Market Report: Underlying Strength
Jun 11, 2021·Alasdair MacleodLooking at our introductory chart, it seems bizarre that in a year when the US dollar M1 money supply is growing at 15% annualised (since 1 January), with interest rates still supressed at the zero bound and with the price effects beginning to undermine the carefully choreographed CPI statistics, that gold is unchanged on the year.
This week provided evidence that this may be changing, with both gold and silver refusing to dip despite some determined bear raids. In European trading, this morning gold was at $1895, up $5 from last Friday’s close, and silver was at $28.13, up 33 cents on the same timescale. $1900 and $28 respectively seem to be a Maginot line.
Belatedly, the gold and silver communities are waking up to new Basel 3 regulations introducing the net stable funding ratio calculation. The Basel committee finalised the regulation in October 2014, and it has taken seven years for it to be introduced. But from the end of this month, EU and US banks will begin to comply, and London is introducing it from next January. Unless the LBMA’s plea to the UK banking regulator is accepted for its members to be exempted, the new NSFR will make it uneconomic for LBMA banking members to continue to trade in paper gold. These banks also make up the bulk of the Swaps category on Comex, so they will be withdrawing from that market as well, meaning they will be considering how to close down their short positions, the total value of which is illustrated in our next chart.
The gross short position is $46bn, and the net short position is $34bn, the former figure being spread between 28 Swaps for an average gross position of $1.64bn. The introduction of the new regulations will not force bank traders to close these positions immediately. But their treasury departments will be keen for them to reduce their position over time because funding them has become uneconomic.
It is not just gold and silver which are affected. All commodities, including energy contracts, are also caught. Essentially, it means the days of the expansion of paper supply by banks to absorb demand that would otherwise be satisfied in physical markets are coming to an end. This is bound to be reflected in commodity and derivative markets becoming less liquid and more volatile.
In other news, Cornwall is being inflicted with the G7 circus, where leaders of egalitarian nations parade their democratic credentials and their caring for others less fortunate.
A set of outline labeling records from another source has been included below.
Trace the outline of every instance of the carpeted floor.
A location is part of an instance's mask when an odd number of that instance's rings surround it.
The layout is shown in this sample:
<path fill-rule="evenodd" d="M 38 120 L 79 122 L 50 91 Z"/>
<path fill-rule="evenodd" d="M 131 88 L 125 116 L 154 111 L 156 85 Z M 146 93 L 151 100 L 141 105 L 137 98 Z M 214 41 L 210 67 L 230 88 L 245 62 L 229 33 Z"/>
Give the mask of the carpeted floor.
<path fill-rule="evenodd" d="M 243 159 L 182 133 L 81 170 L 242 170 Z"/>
It is in this vein that President Macron told a news conference that he would like to see the sale of gold reserves to finance aid for Africa.
Now, where have we heard this before? Ah, yes! Having sold half of Britain’s gold reserves in 1999, Gordon Brown doubled down getting the IMF to sell 403.3 tonnes of gold ten years later. It appears there is now growing interested from the likes of Oxfam and The Guardian for the IMF to sell gold to help poorer nations. If the gold price continues to rise, we are likely to witness more pressure of this sort.